Мистер Гамбрил вставал со своего чугунного кресла, расправлял руки и отекшие, застывшие ноги, входил через стеклянную дверь в комнату и принимался за работу. Птицы были для него развлечением; когда они замолкали, можно было заниматься, более серьезными вещами.

Сегодня, впрочем, он не работал: каждое воскресенье вечером его старый друг Портьюз приходил к нему пообедать и поболтать о том о сем. Гамбрил Младший, явившись неожиданно в полночь, застал их перед газовым камином в кабинете отца.

— Дорогой мой, какими судьбами? — При входе сына Гамбрил Старший взволнованно вскочил с места. Тонкие шелковистые волосы заколыхались, превратились на мгновение в серебряный ореол и снова улеглись.

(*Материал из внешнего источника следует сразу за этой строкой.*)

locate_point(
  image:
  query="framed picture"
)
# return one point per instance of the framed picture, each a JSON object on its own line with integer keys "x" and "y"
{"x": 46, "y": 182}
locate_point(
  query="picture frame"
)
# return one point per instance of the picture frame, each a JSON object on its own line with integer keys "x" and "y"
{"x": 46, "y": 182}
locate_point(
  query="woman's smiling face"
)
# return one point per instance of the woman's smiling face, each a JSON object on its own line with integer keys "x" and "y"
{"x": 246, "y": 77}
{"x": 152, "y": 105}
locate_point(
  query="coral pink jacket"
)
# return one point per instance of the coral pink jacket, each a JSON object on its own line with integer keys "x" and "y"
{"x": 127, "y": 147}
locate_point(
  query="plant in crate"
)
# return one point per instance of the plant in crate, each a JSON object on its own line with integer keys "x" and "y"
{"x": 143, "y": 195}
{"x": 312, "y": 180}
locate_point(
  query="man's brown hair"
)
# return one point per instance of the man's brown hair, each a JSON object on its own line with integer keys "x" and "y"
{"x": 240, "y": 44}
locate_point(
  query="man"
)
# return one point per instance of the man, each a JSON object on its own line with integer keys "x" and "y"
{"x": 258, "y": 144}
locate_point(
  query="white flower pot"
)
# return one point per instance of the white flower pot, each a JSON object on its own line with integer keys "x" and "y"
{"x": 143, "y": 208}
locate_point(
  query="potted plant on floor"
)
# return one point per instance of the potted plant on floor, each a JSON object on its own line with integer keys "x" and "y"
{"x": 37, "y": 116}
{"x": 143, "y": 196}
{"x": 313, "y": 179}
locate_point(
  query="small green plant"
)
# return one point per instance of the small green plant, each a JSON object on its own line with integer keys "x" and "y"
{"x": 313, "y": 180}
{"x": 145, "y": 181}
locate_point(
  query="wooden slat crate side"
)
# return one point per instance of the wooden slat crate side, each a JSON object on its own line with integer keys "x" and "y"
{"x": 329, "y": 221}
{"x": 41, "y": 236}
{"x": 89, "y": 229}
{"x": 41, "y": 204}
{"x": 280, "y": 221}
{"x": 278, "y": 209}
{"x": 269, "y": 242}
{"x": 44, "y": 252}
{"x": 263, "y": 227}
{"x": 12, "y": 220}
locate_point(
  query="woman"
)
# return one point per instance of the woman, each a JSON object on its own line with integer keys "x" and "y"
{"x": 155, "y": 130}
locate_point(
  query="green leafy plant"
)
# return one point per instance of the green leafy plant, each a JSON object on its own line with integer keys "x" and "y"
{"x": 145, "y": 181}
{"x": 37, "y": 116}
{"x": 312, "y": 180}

Мистер Портьюз продолжал сидеть, невозмутимый и солидный, как почтовый ящик. Он носил монокль на черной ленте, черный галстук шалью, над двойными складками которого виднелась узкая полоска белого крахмального воротничка, двубортный черный сюртук, светлые клетчатые брюки и лакированные ботинки с матерчатым верхом. Мистер Портьюз очень следил за своей внешностью. Встретив его в первый раз, вы ни за что не догадались бы, что мистер Портьюз специалист по поздней латинской поэзии; и он был бы очень доволен, что вы не догадались. Рядом с мистером Портьюзом Гамбрил Старший, худоша-вый, сутулый и поджарый, казался в своем свободном, помятом костюме каким-то живым пугалом.

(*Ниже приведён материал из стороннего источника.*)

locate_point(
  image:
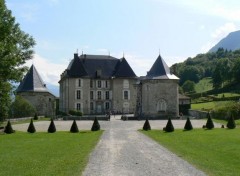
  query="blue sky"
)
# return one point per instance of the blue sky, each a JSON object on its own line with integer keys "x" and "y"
{"x": 140, "y": 29}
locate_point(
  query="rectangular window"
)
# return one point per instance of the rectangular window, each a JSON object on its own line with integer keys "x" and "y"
{"x": 107, "y": 105}
{"x": 99, "y": 95}
{"x": 107, "y": 95}
{"x": 99, "y": 84}
{"x": 91, "y": 83}
{"x": 91, "y": 106}
{"x": 91, "y": 95}
{"x": 78, "y": 96}
{"x": 79, "y": 83}
{"x": 78, "y": 107}
{"x": 125, "y": 95}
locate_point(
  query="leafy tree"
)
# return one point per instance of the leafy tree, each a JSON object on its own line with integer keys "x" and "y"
{"x": 236, "y": 70}
{"x": 74, "y": 127}
{"x": 222, "y": 72}
{"x": 146, "y": 125}
{"x": 31, "y": 127}
{"x": 16, "y": 47}
{"x": 22, "y": 108}
{"x": 191, "y": 73}
{"x": 96, "y": 125}
{"x": 188, "y": 86}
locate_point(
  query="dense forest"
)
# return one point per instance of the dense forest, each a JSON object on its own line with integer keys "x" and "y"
{"x": 223, "y": 66}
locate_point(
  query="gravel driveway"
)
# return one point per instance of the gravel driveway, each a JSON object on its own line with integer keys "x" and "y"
{"x": 123, "y": 151}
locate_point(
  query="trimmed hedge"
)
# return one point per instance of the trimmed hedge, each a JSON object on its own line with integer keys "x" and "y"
{"x": 231, "y": 123}
{"x": 209, "y": 124}
{"x": 146, "y": 125}
{"x": 96, "y": 125}
{"x": 8, "y": 129}
{"x": 74, "y": 127}
{"x": 31, "y": 127}
{"x": 169, "y": 127}
{"x": 188, "y": 125}
{"x": 52, "y": 128}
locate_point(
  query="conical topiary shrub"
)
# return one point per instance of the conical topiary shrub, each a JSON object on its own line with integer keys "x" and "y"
{"x": 74, "y": 127}
{"x": 146, "y": 125}
{"x": 52, "y": 128}
{"x": 96, "y": 125}
{"x": 231, "y": 123}
{"x": 188, "y": 125}
{"x": 31, "y": 127}
{"x": 209, "y": 124}
{"x": 8, "y": 129}
{"x": 35, "y": 116}
{"x": 169, "y": 127}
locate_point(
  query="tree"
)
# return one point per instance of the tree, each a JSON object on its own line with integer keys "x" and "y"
{"x": 52, "y": 128}
{"x": 188, "y": 125}
{"x": 169, "y": 127}
{"x": 236, "y": 70}
{"x": 31, "y": 127}
{"x": 209, "y": 124}
{"x": 74, "y": 127}
{"x": 146, "y": 125}
{"x": 16, "y": 47}
{"x": 96, "y": 125}
{"x": 192, "y": 73}
{"x": 188, "y": 86}
{"x": 22, "y": 108}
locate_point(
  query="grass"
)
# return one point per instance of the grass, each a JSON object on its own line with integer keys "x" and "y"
{"x": 209, "y": 105}
{"x": 216, "y": 152}
{"x": 20, "y": 121}
{"x": 204, "y": 85}
{"x": 61, "y": 153}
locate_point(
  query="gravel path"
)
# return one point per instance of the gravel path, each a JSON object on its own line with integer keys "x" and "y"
{"x": 123, "y": 151}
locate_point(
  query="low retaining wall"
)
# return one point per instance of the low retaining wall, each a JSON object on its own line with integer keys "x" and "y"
{"x": 197, "y": 114}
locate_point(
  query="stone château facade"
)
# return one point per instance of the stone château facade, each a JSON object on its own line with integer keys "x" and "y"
{"x": 97, "y": 84}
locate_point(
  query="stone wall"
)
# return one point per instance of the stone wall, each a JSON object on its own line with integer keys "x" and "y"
{"x": 160, "y": 98}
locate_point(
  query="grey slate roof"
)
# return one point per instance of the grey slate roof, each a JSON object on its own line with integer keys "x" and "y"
{"x": 88, "y": 66}
{"x": 160, "y": 70}
{"x": 32, "y": 82}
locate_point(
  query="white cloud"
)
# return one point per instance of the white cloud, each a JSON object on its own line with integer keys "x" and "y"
{"x": 49, "y": 72}
{"x": 219, "y": 34}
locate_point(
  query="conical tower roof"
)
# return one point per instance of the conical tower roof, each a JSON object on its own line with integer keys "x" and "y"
{"x": 123, "y": 69}
{"x": 160, "y": 70}
{"x": 32, "y": 82}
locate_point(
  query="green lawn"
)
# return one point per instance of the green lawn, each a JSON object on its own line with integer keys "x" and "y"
{"x": 60, "y": 153}
{"x": 216, "y": 152}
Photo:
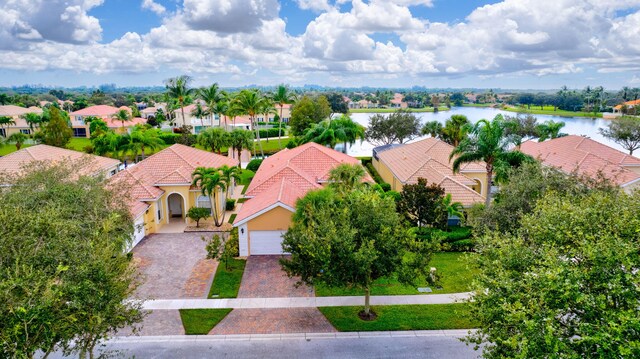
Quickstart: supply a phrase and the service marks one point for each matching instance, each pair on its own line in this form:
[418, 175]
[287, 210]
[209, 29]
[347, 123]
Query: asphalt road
[374, 347]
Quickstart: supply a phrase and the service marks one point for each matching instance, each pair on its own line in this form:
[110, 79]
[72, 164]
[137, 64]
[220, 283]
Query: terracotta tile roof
[585, 156]
[11, 110]
[171, 166]
[98, 111]
[429, 159]
[12, 163]
[290, 174]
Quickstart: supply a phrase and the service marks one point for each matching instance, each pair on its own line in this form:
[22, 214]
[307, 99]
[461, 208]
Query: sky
[510, 44]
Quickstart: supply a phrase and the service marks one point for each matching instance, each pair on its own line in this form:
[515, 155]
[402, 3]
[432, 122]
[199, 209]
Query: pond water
[573, 125]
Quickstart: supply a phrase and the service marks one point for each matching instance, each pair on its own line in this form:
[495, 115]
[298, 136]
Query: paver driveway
[264, 278]
[173, 266]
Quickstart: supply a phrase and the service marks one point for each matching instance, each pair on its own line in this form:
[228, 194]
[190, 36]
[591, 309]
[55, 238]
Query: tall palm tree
[142, 138]
[252, 103]
[213, 138]
[211, 183]
[489, 143]
[178, 89]
[122, 116]
[282, 97]
[550, 130]
[330, 133]
[211, 96]
[240, 139]
[200, 112]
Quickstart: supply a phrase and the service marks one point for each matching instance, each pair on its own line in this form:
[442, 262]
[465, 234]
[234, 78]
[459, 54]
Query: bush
[254, 165]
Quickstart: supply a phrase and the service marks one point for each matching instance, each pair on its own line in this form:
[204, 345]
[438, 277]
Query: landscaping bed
[402, 317]
[452, 268]
[227, 283]
[201, 321]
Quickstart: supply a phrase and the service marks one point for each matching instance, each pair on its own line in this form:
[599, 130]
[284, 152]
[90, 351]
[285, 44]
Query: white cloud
[159, 9]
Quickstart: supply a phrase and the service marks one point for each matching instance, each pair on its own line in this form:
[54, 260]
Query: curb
[456, 333]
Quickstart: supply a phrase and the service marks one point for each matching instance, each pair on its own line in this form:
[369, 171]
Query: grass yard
[455, 277]
[201, 321]
[227, 283]
[391, 110]
[402, 317]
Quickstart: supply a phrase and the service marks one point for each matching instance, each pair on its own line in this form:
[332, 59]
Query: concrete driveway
[173, 266]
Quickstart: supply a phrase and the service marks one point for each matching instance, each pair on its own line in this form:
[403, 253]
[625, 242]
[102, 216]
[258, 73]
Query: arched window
[204, 202]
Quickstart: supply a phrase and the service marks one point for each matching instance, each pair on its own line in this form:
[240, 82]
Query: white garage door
[266, 242]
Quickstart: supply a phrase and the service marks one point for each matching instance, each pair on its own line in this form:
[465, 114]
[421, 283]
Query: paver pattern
[273, 321]
[171, 267]
[264, 278]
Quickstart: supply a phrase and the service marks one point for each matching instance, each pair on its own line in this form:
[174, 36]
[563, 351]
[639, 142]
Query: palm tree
[489, 143]
[142, 138]
[252, 103]
[213, 138]
[122, 116]
[211, 96]
[550, 130]
[330, 133]
[282, 97]
[239, 140]
[18, 138]
[200, 112]
[230, 175]
[211, 183]
[178, 89]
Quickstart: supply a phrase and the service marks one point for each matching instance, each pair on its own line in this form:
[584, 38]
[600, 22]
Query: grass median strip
[201, 321]
[402, 317]
[226, 283]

— Какими судьбами? — повторил свой вопрос старый джентльмен.

Гамбрил Младший пожал плечами.

— Мне стало скучно, и я решил бросить службу. — Он говорил деланно-небрежным и легкомысленным тоном. — Как поживаете, мистер Портьюз?

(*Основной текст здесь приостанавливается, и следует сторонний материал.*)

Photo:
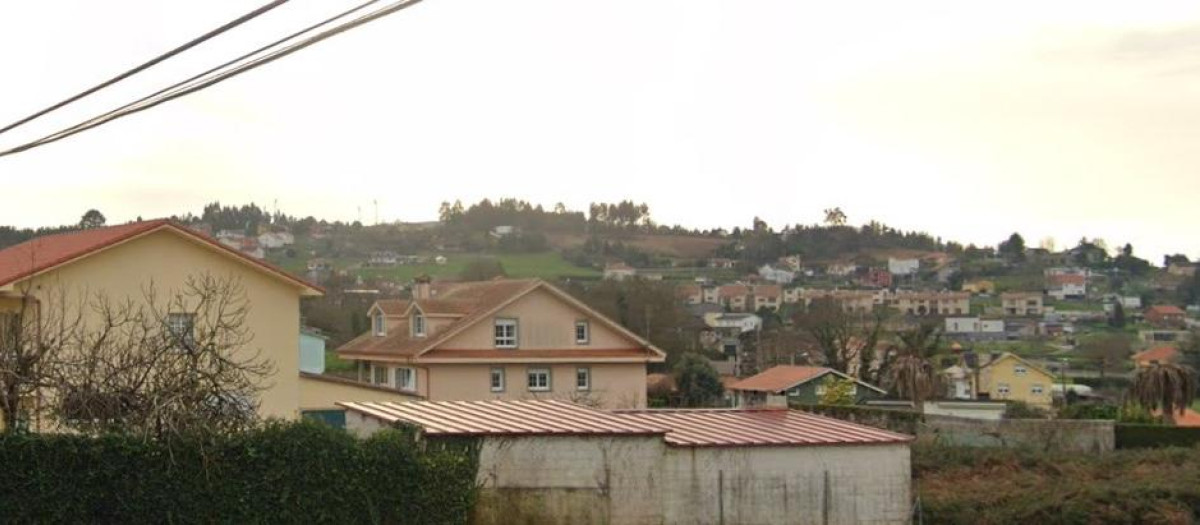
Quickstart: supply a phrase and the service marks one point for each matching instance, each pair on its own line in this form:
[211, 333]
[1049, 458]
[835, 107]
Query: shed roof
[683, 428]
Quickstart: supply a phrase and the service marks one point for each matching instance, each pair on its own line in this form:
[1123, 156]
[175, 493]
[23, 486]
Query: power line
[151, 62]
[199, 83]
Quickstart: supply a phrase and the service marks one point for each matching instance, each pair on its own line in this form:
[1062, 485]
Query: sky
[967, 120]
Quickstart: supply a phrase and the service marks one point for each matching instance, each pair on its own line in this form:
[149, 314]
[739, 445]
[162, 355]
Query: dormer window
[418, 325]
[377, 325]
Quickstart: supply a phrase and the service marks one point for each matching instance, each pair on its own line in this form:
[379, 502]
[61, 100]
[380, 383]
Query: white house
[904, 266]
[775, 275]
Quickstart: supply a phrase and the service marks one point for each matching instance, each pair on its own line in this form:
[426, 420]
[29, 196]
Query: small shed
[558, 463]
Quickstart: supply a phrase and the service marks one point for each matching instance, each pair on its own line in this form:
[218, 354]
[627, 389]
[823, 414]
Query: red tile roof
[1159, 354]
[681, 428]
[507, 417]
[761, 427]
[47, 252]
[1165, 309]
[778, 379]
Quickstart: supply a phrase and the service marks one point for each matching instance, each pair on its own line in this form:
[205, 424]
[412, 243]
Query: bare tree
[155, 366]
[33, 336]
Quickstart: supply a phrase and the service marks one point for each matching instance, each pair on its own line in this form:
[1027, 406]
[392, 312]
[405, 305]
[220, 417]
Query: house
[618, 271]
[1157, 355]
[904, 267]
[774, 275]
[767, 296]
[582, 465]
[501, 339]
[803, 385]
[979, 287]
[1012, 378]
[975, 329]
[1165, 317]
[733, 296]
[120, 263]
[1181, 270]
[876, 278]
[1023, 303]
[931, 303]
[1067, 285]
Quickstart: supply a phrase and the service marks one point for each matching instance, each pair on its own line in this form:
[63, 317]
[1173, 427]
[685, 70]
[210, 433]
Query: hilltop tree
[697, 381]
[93, 218]
[835, 217]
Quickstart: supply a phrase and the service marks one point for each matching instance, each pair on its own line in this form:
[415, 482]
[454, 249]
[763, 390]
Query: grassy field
[997, 486]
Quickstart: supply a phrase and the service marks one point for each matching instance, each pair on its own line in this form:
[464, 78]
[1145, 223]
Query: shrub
[289, 472]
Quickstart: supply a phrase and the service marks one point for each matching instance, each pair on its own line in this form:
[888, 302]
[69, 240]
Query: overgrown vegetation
[282, 472]
[1005, 486]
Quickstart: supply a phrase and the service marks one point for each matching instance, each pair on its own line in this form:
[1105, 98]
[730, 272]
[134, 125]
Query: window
[377, 324]
[539, 379]
[181, 327]
[497, 380]
[582, 332]
[582, 378]
[505, 333]
[418, 325]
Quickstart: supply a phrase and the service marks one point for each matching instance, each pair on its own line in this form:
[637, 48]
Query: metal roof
[683, 428]
[505, 417]
[759, 427]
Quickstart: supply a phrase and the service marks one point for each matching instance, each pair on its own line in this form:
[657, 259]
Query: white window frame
[181, 326]
[539, 370]
[399, 373]
[492, 375]
[587, 379]
[505, 341]
[418, 324]
[587, 331]
[378, 325]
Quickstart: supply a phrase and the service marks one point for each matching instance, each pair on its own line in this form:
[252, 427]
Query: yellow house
[502, 339]
[121, 263]
[1011, 378]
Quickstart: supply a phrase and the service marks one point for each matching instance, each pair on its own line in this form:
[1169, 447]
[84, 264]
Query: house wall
[544, 323]
[166, 259]
[613, 385]
[323, 393]
[1020, 386]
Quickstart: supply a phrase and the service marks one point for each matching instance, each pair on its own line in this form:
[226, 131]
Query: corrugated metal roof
[683, 428]
[505, 417]
[762, 427]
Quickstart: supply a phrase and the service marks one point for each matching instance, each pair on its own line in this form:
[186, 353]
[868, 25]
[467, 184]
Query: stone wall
[1072, 435]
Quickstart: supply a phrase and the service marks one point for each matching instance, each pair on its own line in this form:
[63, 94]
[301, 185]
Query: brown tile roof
[471, 302]
[757, 427]
[1159, 354]
[781, 378]
[47, 252]
[1165, 309]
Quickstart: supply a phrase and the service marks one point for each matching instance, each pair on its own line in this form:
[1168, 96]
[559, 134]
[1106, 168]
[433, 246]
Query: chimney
[421, 287]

— Благодарю вас, как всегда, хорошо.

— Ну что ж, — сказал Гамбрил Старший, снова усаживаясь в кресло, — должен сказать, что меня это не удивляет. Гораздо удивительней то, что ты выдержал так долго, хотя педагогика вовсе не твое призвание. Не понимаю, что заставило тебя сделаться учителем. — Он посмотрел на сына сначала сквозь очки, потом поверх них, но мотивы поведения Гамбрила Младшего так и остались для него неясными.

— А что же мне оставалось делать? — спросил Гамбрил Младший, пододвигая кресло к камину. — Ты дал мне педагогическое образование, а потом умыл руки. Никакого выбора, никаких перспектив. Другого выхода не было. А теперь ты же меня и упрекаешь.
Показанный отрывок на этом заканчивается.